Code modifications in "pytorch_object_detector.py"

[ShengYun-Peng]

Is your feature request related to a problem? Please describe. In eval6, Armory is using "pytorch_object_detector.py" for the multi-object tracking scenario. Currently, a single input image is passed into the preprocessor under a for loop.
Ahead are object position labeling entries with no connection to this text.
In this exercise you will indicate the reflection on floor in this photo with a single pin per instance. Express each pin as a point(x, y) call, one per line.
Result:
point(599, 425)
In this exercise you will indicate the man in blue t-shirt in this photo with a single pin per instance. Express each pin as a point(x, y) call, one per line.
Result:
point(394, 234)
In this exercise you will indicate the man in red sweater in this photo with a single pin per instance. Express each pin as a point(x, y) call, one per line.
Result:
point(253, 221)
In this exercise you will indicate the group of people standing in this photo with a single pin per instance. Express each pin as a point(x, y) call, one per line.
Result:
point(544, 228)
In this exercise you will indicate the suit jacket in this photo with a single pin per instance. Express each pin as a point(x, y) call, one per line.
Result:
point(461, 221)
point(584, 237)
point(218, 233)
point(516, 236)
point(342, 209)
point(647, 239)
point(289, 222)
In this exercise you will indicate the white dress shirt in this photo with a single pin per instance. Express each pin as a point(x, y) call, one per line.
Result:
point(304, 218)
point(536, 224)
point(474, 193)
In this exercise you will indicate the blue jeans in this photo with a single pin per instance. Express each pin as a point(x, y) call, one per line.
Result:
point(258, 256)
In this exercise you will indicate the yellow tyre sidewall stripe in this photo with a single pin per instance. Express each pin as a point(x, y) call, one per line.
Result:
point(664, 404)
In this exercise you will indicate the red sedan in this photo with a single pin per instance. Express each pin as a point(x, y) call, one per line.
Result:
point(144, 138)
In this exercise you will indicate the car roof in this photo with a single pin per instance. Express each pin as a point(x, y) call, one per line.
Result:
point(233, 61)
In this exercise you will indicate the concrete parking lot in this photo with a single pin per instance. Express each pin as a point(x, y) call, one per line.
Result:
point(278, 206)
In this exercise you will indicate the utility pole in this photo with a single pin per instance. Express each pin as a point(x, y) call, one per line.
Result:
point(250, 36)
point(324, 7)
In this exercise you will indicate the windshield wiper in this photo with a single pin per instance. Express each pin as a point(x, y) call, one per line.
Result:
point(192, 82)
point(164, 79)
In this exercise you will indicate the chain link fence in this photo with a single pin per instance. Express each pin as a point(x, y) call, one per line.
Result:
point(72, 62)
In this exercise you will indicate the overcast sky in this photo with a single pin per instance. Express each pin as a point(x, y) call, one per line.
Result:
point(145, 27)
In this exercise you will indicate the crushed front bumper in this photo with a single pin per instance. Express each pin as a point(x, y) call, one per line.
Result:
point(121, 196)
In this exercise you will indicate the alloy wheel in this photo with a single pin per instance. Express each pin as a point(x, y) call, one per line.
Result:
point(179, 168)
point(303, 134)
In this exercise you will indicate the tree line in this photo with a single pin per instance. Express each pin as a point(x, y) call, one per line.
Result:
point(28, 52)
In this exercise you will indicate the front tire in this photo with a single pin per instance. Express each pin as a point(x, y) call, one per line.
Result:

However, our tracking defense relies on preprocessing multiple frames at one time, we have to move that chunk of code out of the for loop in "pytorch_object_detector.py" to make the preprocessor accept full video frames.

Describe the solution you'd like Replace https://github.com/Trusted-AI/adversarial-robustness-toolbox/blob/c226388533f0029d03f2c40bdd9a4e7b853e5f30/art/estimators/object_detection/pytorch_object_detector.py#L209-L228

with

if isinstance(x, np.ndarray):
    if self.clip_values is not None:
        x_grad = transform(x / self.clip_values[1]).to(self.device)
    else:
        x_grad = transform(x).to(self.device)
    x_grad.requires_grad = True
else:
    x_grad = x.to(self.device)
    if x_grad.shape[3] < x_grad.shape[1] and x_grad.shape[3] < x_grad.shape[2]:
        x_grad = torch.permute(x_grad, (0, 3, 1, 2))

image_tensor_list_grad.append(x_grad)
x_grad_1 = x_grad
x_preprocessed_i, y_preprocessed_i = self._apply_preprocessing(
    x_grad_1, y=y_tensor, fit=False, no_grad=False
)
for i_preprocessed in range(x_preprocessed_i.shape[0]):
    inputs_t.append(x_preprocessed_i[i_preprocessed])
    y_preprocessed.append(y_preprocessed_i[i_preprocessed])

Describe alternatives you've considered I tried to bypass this problem by not creating a PreprocessorPytorch, but the input image x is torch.tensor, so I cannot force the code into this if condition, which feeds all frames into the preprocessor.

Additional context N/A

[beat-buesser]

Hi @ShengYun-Peng Thank you very much for your suggestion! I'll take a closer look to get a better understanding and maybe come back with questions.

[beat-buesser]

Hi @ShengYun-Peng Please apologize my delayed response. Does this issue still persist? I tried to reproduce the issue but noticed that the mentioned for-loop is running over the batch-dimension and not the frame-dimension, therefore you should be able to access all frames in the preprocessor.

[ShengYun-Peng]

Hi @ShengYun-Peng Please apologize my delayed response. Does this issue still persist? I tried to reproduce the issue but noticed that the mentioned for-loop is running over the batch-dimension and not the frame-dimension, therefore you should be able to access all frames in the preprocessor.

The problem still exists. self._apply_preprocessing() is called on the frame level, whereas we hope to access all frames in this function call. Thus, we have to shift the chunk of code outside the for loop.

[beat-buesser]

@ShengYun-Peng In your experiment, what is the the shape of variables x and y just before line 209 in pytorch_object_detector.py (your code example above)?

[ShengYun-Peng]

I run the code with armory eval6 mot scenario configs, and output the shape of x in preprocessor. For benign case, x.shape -> [15, 860, 1280, 3], which is desired since the video has a total of 15 frames. However, x.shape -> [1, 3, 960, 1280] in adversarial case, and this is exactly the issue discussed above. Our preprocessor requires more than a single frame to perform defense.

[beat-buesser]

@ShengYun-Peng Interesting. The shape of x should be [1, 15, 860, 1280, 3], the first dimension is the batch dimension with the number samples. The loop should be looping of the each video samples but because the batch dimension is missing it loops over the frame dimension.

Can you check where Armory calls the method generate of ART's attack and check if the input samples have a batch dimension?